Incontro con l’Assessore all’urbanistica

Giovedì 5 maggio ore 21.00

Nell’ambito delle serate di dibattito sulla città il gruppo Città e Territorio dell’Unione Culturale invita a un incontro con l’Arch. Paolo Mazzoleni, Assessore al PRG, urbanistica, edilizia privata, progetto dello spazio pubblico, coordinamento grandi progetti e grandi infrastrutture del Comune di Torino.

Nel ciclo di incontri di quest’anno si sono focalizzate alcune tendenze di lungo periodo che hanno caratterizzato Torino, una città in crisi (contrazione demografica, deindustrializzazione, disoccupazione, peso del debito pubblico ecc.), ma anche dotata di risorse da sviluppare (aree abbandonate, costo della vita moderato, eccellenze nella conoscenza e nella produzione).

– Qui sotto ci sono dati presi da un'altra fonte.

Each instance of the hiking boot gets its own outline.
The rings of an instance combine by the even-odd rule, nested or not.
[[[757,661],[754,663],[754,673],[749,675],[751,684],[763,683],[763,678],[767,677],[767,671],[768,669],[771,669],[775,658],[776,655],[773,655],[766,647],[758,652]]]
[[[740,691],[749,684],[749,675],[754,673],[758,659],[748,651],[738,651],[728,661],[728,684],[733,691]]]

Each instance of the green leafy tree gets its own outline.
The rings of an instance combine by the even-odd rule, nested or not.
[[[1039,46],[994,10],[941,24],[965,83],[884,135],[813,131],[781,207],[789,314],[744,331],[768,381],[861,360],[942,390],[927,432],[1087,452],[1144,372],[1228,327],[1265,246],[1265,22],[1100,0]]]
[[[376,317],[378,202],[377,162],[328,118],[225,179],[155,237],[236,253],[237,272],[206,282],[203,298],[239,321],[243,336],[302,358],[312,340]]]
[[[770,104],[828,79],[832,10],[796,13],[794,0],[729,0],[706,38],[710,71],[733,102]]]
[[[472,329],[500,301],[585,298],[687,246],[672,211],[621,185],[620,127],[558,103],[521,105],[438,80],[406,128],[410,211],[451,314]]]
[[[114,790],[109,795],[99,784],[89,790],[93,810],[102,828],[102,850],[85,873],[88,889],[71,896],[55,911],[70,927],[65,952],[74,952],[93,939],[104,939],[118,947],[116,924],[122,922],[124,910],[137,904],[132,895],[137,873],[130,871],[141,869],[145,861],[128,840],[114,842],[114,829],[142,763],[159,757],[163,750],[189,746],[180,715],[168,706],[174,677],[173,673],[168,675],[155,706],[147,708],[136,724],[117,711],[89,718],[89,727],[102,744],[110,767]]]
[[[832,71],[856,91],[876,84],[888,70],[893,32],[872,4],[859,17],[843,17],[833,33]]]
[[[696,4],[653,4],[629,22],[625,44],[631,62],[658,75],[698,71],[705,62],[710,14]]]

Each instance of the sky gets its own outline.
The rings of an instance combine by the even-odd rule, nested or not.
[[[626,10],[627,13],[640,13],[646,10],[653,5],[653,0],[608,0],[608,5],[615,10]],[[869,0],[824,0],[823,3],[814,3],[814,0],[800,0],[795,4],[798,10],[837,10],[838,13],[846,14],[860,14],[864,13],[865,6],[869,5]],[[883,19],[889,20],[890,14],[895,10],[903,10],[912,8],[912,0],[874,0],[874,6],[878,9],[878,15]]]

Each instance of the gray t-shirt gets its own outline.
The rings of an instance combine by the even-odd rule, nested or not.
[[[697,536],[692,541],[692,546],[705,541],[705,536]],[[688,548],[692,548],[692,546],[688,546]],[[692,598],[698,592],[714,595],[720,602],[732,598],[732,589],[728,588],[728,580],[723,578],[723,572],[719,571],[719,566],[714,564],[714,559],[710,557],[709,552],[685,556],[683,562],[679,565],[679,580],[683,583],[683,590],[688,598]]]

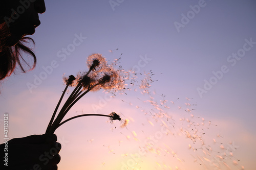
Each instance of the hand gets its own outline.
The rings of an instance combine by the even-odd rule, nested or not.
[[[56,170],[61,148],[55,134],[31,135],[8,141],[9,169]]]

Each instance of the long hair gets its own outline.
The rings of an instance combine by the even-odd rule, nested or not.
[[[33,44],[34,40],[30,37],[23,37],[14,46],[8,46],[6,44],[6,38],[10,35],[9,29],[5,22],[0,22],[0,80],[10,76],[18,66],[22,72],[26,72],[27,69],[25,65],[30,67],[29,70],[35,68],[36,57],[32,50],[25,45],[29,41]],[[32,56],[34,62],[32,66],[27,62],[23,56],[27,54]]]

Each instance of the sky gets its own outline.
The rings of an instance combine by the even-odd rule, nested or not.
[[[139,84],[144,72],[153,72],[154,82],[149,93],[135,85],[127,95],[101,90],[78,101],[67,117],[114,111],[129,124],[122,128],[98,116],[64,124],[55,132],[59,169],[255,167],[255,1],[45,3],[31,36],[36,68],[1,84],[0,126],[8,113],[10,138],[44,133],[63,74],[88,70],[87,57],[99,53],[110,63],[121,57]],[[169,117],[153,116],[160,110]],[[198,135],[196,142],[188,134]]]

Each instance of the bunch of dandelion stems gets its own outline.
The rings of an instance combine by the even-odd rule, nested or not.
[[[94,67],[93,66],[92,66],[90,70],[88,71],[88,72],[87,73],[87,74],[84,76],[85,77],[87,77],[89,75],[89,73],[94,69],[95,67]],[[71,78],[74,78],[75,79],[74,76],[71,75],[70,76],[70,79],[71,78],[71,77],[72,76]],[[55,108],[55,109],[53,112],[53,114],[52,115],[52,118],[49,122],[49,124],[48,125],[48,126],[47,127],[47,129],[46,130],[46,133],[50,133],[50,134],[53,134],[54,133],[55,131],[57,128],[58,128],[59,126],[61,125],[63,125],[64,123],[71,120],[73,119],[78,118],[79,117],[82,117],[82,116],[106,116],[110,117],[112,120],[115,120],[115,119],[120,119],[120,117],[118,116],[117,115],[113,115],[113,114],[110,114],[110,115],[104,115],[104,114],[81,114],[79,115],[77,115],[76,116],[72,117],[71,118],[70,118],[62,123],[61,123],[61,120],[62,119],[64,118],[64,116],[66,115],[66,114],[68,113],[68,112],[69,111],[69,110],[71,108],[71,107],[79,100],[80,99],[82,96],[83,96],[86,94],[87,94],[88,92],[89,92],[90,90],[91,90],[92,89],[93,89],[95,86],[99,85],[100,84],[103,84],[105,82],[102,82],[102,81],[101,81],[100,80],[99,81],[99,82],[96,83],[96,84],[93,85],[92,86],[90,87],[89,86],[87,90],[82,90],[83,85],[82,84],[82,83],[81,81],[79,81],[77,85],[76,86],[75,88],[74,89],[73,92],[71,93],[71,94],[70,95],[69,98],[66,102],[66,103],[64,104],[62,108],[60,110],[59,114],[58,114],[57,117],[56,118],[54,122],[53,122],[53,120],[54,119],[54,117],[55,117],[56,114],[57,113],[57,111],[58,110],[58,109],[59,107],[59,105],[60,104],[60,103],[61,102],[61,101],[63,99],[63,97],[64,96],[64,94],[65,94],[68,87],[71,84],[71,82],[69,81],[67,83],[67,85],[65,87],[65,89],[63,91],[62,94],[60,97],[60,99],[59,99],[59,101],[57,104],[57,106]]]

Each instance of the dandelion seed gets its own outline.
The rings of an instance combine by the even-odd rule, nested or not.
[[[223,145],[221,145],[220,146],[220,148],[221,149],[223,149],[223,150],[225,149],[225,147],[224,147]]]
[[[233,160],[233,163],[236,165],[238,165],[238,162],[235,160]]]
[[[76,80],[75,76],[73,75],[69,76],[69,78],[63,77],[63,80],[65,84],[70,87],[73,86],[74,85],[74,81]]]
[[[154,126],[154,124],[153,123],[152,123],[150,120],[148,120],[148,123],[151,125],[152,125],[153,126]]]
[[[111,123],[113,123],[113,121],[114,120],[118,120],[119,121],[121,120],[120,116],[114,112],[110,113],[109,115],[111,116],[111,117],[110,118]]]

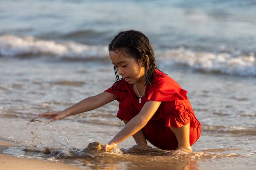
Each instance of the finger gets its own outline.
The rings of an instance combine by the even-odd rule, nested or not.
[[[109,147],[109,145],[108,144],[105,144],[105,145],[104,145],[104,150],[106,152],[108,150],[108,148]]]

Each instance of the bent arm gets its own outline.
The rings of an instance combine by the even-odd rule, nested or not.
[[[52,121],[63,119],[67,116],[91,111],[102,106],[116,99],[111,93],[104,92],[87,98],[72,106],[61,112],[54,111],[39,114],[38,116],[52,118]]]
[[[124,120],[124,122],[125,124],[126,124],[128,121]],[[146,139],[144,134],[143,133],[143,132],[142,132],[142,129],[141,129],[135,134],[133,135],[132,137],[134,139],[134,140],[136,142],[136,143],[147,145],[147,140]]]
[[[110,142],[110,145],[105,145],[104,146],[105,150],[112,149],[118,143],[133,135],[141,129],[153,116],[161,103],[161,102],[155,101],[149,101],[146,103],[139,114],[131,119]],[[110,147],[109,147],[109,146]]]

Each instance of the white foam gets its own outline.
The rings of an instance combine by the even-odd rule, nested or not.
[[[227,53],[197,52],[183,48],[158,52],[163,64],[180,65],[204,72],[239,75],[256,76],[256,60],[253,53],[234,56]],[[161,62],[160,62],[161,63]]]
[[[108,55],[106,46],[87,46],[74,42],[58,43],[38,40],[33,37],[11,35],[0,36],[0,55],[15,56],[41,55],[83,58],[102,58]]]
[[[185,66],[204,72],[233,75],[256,76],[256,60],[254,53],[243,55],[217,54],[194,51],[181,47],[177,49],[156,51],[159,64]],[[33,37],[0,36],[0,55],[46,55],[79,59],[100,60],[109,57],[106,46],[88,46],[73,41],[58,42],[37,39]],[[162,62],[161,62],[162,61]]]

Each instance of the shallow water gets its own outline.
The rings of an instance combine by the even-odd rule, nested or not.
[[[254,0],[3,0],[1,5],[0,139],[20,146],[6,153],[91,169],[256,165]],[[188,92],[202,124],[193,153],[72,155],[94,141],[106,143],[124,126],[116,117],[116,101],[54,122],[30,121],[110,87],[115,77],[107,46],[128,29],[148,36],[159,68]],[[130,138],[118,147],[134,143]],[[46,147],[70,155],[44,153]]]
[[[63,158],[42,151],[23,151],[26,146],[41,150],[49,147],[72,152],[94,141],[105,143],[111,140],[124,125],[116,117],[116,101],[54,122],[43,119],[30,121],[39,113],[63,109],[111,86],[114,82],[111,64],[107,60],[0,59],[1,72],[4,75],[0,90],[0,128],[3,130],[1,139],[21,146],[11,148],[5,153],[91,169],[166,169],[163,165],[173,169],[206,169],[211,166],[228,169],[231,166],[250,168],[255,165],[256,100],[253,99],[256,94],[253,92],[256,80],[185,68],[160,68],[188,91],[188,96],[202,124],[201,136],[193,146],[193,153],[177,157],[161,156],[157,156],[159,153],[150,152],[144,153],[150,155],[107,154],[95,157],[71,154]],[[118,147],[134,144],[130,138]]]

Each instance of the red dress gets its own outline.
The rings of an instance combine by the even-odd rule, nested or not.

A partire da queste considerazioni l’incontro, aperto alle domande dei presenti, verterà sulla redazione del nuovo PRG annunciata dal Sindaco Lo Russo, sul futuro delle grandi aree dismesse, sui problemi connessi all’ambiente, alla mobilità sostenibile, alle azioni di semplificazione amministrativa, di trasparenza e di coinvolgimento dei cittadini che potranno essere assunte dalla nuova amministrazione anche per tutelare il paesaggio, gli ambiti urbani “minori”, gli spazi pubblici e le architetture di pregio meno note del secondo Novecento.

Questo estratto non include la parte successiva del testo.